When Eastern meets West PDF Print E-mail
Techno File
Friday, 04 June 2010 00:00

Isambard Kingdom Brunel, the great civil engineer, built many world firsts but one of his greatest accomplishments was also one of his greatest commercial failures. During the latter part of his career he built a huge ship, the largest in the world at the time, called the Great Eastern which was originally intended as a passenger ship to take immigrants across to America working on the assumption that shifting thousands of people at a time was much cheaper than a few hundred.

In the event, the Great Eastern was a complete failure in the role it was designed to fulfil and after several turbulent years of failed sailings and expensive mishaps the ship was eventually sold to a group of people headed by Cyrus West Field.

Field was an American business man and one of the modern world’s great unsung heroes. He pioneered the use of deep-sea telegraph cables but even though he succeeded he died a pauper and today is relatively unknown.

His great dream was to lay a cable between Europe and America, in fact the cable terminated on Valentia Island in County Kerry. His first attempts to lay a cable failed because the cable was not strong enough to survive the laying process intact and even when the cable was finally completed it only managed to last a few days before it failed completely as the insulation broke down in the water. The answer lay in a new improved cable that was more robust but also much heavier and thicker.

The cable presented a whole new set of problems because of its size. A 30 metre reel of 16 amp 3 core cable is one thing but 2,300 nautical miles of a cable that weighs a ton per kilometre is quite another. No ship currently afloat could cope with that quantity of cable except one....the Great Eastern. The Great Eastern may have been a flop as a passenger ship but as a cable layer she was a star. The cable was finally laid in 1866 capable of transmitting a whole 8 words per minute but was much better than the eight or so days a voyage across the Atlantic would take at the time.

Nowadays our knowledge based economies rely on data communications and 99% of all Intercontinental Internet traffic is carried on deep-sea data cables but using light instead of electricity and transmitting at much greater speeds.

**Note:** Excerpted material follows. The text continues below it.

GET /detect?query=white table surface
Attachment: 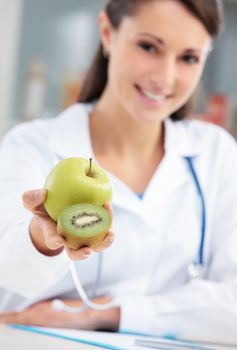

However, despite being under the sea they are surprisingly fragile; they are often damaged by fishing nets and anchors and some major outages recently have been caused by people stealing large tracks of the cable from the seabed for its scrap value though how one sells two or three miles of deep sea data cable is any ones guess.

In some areas of the world many deep sea cables intersect making them a nice target for any international terrorist with a diving suit and this has lead to calls for more cables to be laid  for resilience and better security for the specialised ships that repair the cables when they do get broken.